Twitter’s Ban on Political Ads Will Hurt Activists, Labor Groups, and Organizers
Twitter CEO Jack Dorsey announced on Wednesday that the company will ban political advertising, a move that earned the company a rare wave of positive press.
Washington Post media columnist Margaret Sullivan called it “heartening.” New York Times op-ed columnist Kara Swisher suggested it might be “the best subtweet ever,” referring to the implicit jab at rival Facebook. The move contrasts with Facebook’s recent decision not only to continue running political ads, but exempt them from its normal fact-checking processes — a policy that has allowed Donald Trump to promote false claims on the social network and encouraged others to do the same.
There’s something to be said for a tech platform taking its responsibilities to the democratic process seriously. But banning political ads is not as straightforward, nor as obviously correct, as those cheering Dorsey’s announcement seem to think.
The problem is twofold. First, defining which ads count as “political” gets tricky in a hurry. Second, prioritizing commercial speech over political speech is itself a political stance, and not necessarily one that we should want our online communication platforms to take.

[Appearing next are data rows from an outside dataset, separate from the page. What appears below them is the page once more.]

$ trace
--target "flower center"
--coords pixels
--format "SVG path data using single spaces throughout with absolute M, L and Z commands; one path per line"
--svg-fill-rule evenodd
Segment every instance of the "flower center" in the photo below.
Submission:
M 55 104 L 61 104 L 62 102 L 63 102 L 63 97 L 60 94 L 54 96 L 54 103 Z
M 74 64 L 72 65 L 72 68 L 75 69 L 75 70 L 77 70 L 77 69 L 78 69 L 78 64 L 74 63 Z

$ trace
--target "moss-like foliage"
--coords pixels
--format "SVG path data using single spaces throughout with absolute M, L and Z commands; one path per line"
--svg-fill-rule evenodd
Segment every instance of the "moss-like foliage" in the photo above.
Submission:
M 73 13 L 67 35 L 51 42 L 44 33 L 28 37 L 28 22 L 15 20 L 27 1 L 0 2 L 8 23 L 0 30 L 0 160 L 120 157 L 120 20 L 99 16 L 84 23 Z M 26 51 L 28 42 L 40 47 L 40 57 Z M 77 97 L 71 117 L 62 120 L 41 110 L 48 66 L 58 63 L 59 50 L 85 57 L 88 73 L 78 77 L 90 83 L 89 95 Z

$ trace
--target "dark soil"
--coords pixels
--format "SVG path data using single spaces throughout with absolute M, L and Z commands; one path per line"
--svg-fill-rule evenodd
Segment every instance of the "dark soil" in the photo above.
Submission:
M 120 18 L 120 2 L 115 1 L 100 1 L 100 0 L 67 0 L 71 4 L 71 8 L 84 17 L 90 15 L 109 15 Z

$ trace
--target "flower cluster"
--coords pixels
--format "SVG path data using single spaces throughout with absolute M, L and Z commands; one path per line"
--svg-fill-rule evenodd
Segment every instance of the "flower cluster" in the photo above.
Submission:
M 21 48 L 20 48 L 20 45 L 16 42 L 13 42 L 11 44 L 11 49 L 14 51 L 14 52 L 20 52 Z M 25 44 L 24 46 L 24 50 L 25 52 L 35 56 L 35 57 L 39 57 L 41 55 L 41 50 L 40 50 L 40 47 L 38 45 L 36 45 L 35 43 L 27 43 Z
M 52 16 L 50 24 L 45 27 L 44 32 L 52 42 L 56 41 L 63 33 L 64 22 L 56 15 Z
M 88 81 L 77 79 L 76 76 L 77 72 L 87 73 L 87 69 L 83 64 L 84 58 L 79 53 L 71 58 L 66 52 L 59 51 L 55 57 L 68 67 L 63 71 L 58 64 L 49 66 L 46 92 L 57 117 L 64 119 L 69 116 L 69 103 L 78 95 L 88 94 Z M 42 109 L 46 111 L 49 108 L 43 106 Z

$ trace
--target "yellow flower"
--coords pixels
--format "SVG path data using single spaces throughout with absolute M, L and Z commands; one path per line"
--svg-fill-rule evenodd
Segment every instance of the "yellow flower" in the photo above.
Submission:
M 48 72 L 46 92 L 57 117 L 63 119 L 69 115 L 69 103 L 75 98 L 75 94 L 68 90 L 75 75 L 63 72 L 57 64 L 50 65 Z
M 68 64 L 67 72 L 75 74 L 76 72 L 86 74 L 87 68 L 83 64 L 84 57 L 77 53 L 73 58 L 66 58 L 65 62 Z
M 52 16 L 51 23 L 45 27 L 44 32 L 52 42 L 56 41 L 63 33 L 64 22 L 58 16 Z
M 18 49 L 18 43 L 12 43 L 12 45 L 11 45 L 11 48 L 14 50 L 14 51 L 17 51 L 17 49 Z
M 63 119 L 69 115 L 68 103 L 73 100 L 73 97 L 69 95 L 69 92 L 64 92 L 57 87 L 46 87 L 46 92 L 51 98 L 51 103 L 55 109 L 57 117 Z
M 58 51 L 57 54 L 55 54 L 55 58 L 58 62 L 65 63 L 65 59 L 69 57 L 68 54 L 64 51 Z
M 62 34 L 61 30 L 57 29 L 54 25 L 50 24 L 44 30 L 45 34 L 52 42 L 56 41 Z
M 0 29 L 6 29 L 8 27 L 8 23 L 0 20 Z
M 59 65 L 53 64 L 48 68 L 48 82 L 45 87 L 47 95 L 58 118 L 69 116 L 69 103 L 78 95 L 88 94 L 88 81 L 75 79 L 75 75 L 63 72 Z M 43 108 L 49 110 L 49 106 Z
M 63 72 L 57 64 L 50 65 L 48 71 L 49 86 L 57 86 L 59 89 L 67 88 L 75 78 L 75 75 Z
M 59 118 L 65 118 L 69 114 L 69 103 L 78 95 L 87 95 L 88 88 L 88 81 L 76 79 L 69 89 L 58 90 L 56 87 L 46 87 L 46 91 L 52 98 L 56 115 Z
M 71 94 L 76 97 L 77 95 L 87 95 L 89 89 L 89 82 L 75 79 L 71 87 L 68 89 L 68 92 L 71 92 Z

Twitter’s policy will prohibit both campaign ads, which promote a candidate or ballot measure, and issue ads, which advocate for what Twitter calls “legislative issues of national importance.” When I asked Twitter what constitutes an issue ad, the company said it’s still working out the details ahead of the policy’s implementation on November 15. Vijaya Gadde, Twitter’s policy and legal lead, offered five examples of general categories of political issues that will likely be encompassed by the ban: climate change, health care, immigration, national security, and taxes. You don’t have to look past the first of those examples to start to see the problem.